Hungry, hungry hands grab at my flesh Until I’m crawling.
Still but swarming.
The rise and fall of puckered skin as they indulge in their midnight snack. Misery acquaints me and these strange bedfellows as I slip slowly under And I sleep through their banquet.
Chapter 4 Finally Rewilding
Being between a rock and hard place no longer feels stagnent and inanimate when you think about how over time rocks are shaped, how they hold memories and movement. And when I am day drifting and wake dreaming i caress the stones I have taken from beaches which I have visited, carefully between my fingers, i use them as paperweights for new project ideas, or drawings, i build towers from them that look like they may topple but dont. And I think to myself whilst being between a rock and a hard place, there is nothing I would rather to cling onto, holding on for dear life.
When I think about this time, even now still in it, still living my//our collective story, i am reminded to the day after a thunder storm, where it still smells. I am convinced that the lockdown and the amazing Black Lives Matter movements are inextricably combined, not because they happened at the same time but because the time they happened in became a new stretching, reflection of past present and future. The frozen clock faces since march allowed people the existential losses and thrust them into a position of re-wilding. They heard the horrors and systematic racism which have always been there, but had the time or re-working of their own privilidges, when there ease was taken away for a moment long enough that thinking of others became possible – we are in a position where we are deciding to save people, instead of giving over to committing a mass communal suicide, and then people are being killed on the streets based on their skin colour – and suddenly a rampage of feelings, activism and momentum arrose.
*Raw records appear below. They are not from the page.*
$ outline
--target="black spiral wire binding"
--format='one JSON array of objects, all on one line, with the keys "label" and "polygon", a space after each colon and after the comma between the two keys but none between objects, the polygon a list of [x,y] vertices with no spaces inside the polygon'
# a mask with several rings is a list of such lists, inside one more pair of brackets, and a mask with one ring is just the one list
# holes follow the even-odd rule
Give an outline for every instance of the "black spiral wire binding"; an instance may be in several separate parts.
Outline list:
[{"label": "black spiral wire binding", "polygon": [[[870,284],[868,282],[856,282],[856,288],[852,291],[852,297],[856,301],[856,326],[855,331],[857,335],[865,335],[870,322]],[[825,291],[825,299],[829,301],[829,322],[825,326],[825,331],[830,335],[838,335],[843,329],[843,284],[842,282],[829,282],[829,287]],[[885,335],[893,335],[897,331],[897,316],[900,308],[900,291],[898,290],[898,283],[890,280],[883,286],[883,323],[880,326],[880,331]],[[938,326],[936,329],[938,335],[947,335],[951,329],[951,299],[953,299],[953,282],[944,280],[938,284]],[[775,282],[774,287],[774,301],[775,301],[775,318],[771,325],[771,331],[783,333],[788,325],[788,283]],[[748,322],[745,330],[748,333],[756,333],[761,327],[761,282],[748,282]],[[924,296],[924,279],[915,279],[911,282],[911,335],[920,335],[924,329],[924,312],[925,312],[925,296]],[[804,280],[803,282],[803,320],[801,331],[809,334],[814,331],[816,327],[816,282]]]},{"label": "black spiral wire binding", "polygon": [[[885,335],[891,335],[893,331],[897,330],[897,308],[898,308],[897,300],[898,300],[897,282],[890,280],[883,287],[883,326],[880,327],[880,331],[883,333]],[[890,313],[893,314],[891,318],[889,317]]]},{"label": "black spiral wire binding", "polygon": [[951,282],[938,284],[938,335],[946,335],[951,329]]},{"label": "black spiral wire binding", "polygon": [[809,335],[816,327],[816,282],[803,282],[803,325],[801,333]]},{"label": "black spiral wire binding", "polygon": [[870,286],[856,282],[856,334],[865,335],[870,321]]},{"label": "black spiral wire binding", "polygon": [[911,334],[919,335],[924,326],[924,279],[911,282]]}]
I would argue that this time was like Rewilding, or a simple reevaluation of how to survive, we became an eco system within a month, sadly not politically, but emotionally we saw it for the first time, we became a ONE, some more distant, some closer to the roots, and some like the fungal bacteria that grows on chestnut trees after they have had cancer allowing affected trees to scar over and enclose the diseased area.
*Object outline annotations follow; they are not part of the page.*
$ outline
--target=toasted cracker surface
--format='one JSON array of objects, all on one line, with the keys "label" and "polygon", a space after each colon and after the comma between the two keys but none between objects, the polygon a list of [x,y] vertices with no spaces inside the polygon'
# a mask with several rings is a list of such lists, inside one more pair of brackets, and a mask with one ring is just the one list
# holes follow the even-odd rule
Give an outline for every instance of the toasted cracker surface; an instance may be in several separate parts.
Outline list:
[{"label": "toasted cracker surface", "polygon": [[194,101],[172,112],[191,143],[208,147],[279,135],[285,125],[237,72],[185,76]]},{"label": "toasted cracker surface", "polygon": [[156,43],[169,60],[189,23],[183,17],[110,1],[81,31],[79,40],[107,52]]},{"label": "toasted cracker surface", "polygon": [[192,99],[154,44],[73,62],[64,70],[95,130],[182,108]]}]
We must take this moment as involuntary activism and begin to behave like plants and insects who involve themselves in one another lives* Carla ustak and Natashsa meyers 'involuntary momentum'. Like the orchid who has evolved to look like the female bees genitals, we must mourn our lost bee, our lost species, soon our lost land and people, but we have just seen what happenes when the people look and see in moments of pause and sadness. They move. They create momentum, they rage. Living in ruination with the inevitable future extinction, we do not have to be at the age of post-humans where we become technological and robotic hybrids, we could also chose to become compost. Rotting yes, but still working hard, still curious, still creating something better and at the end of the day, again taken by the earth worm, consumed, shat out and scattered over the beds of Ghosts, helping the rerooted roots go off and help them try, with our good bits - to stay alive for as long as they possible.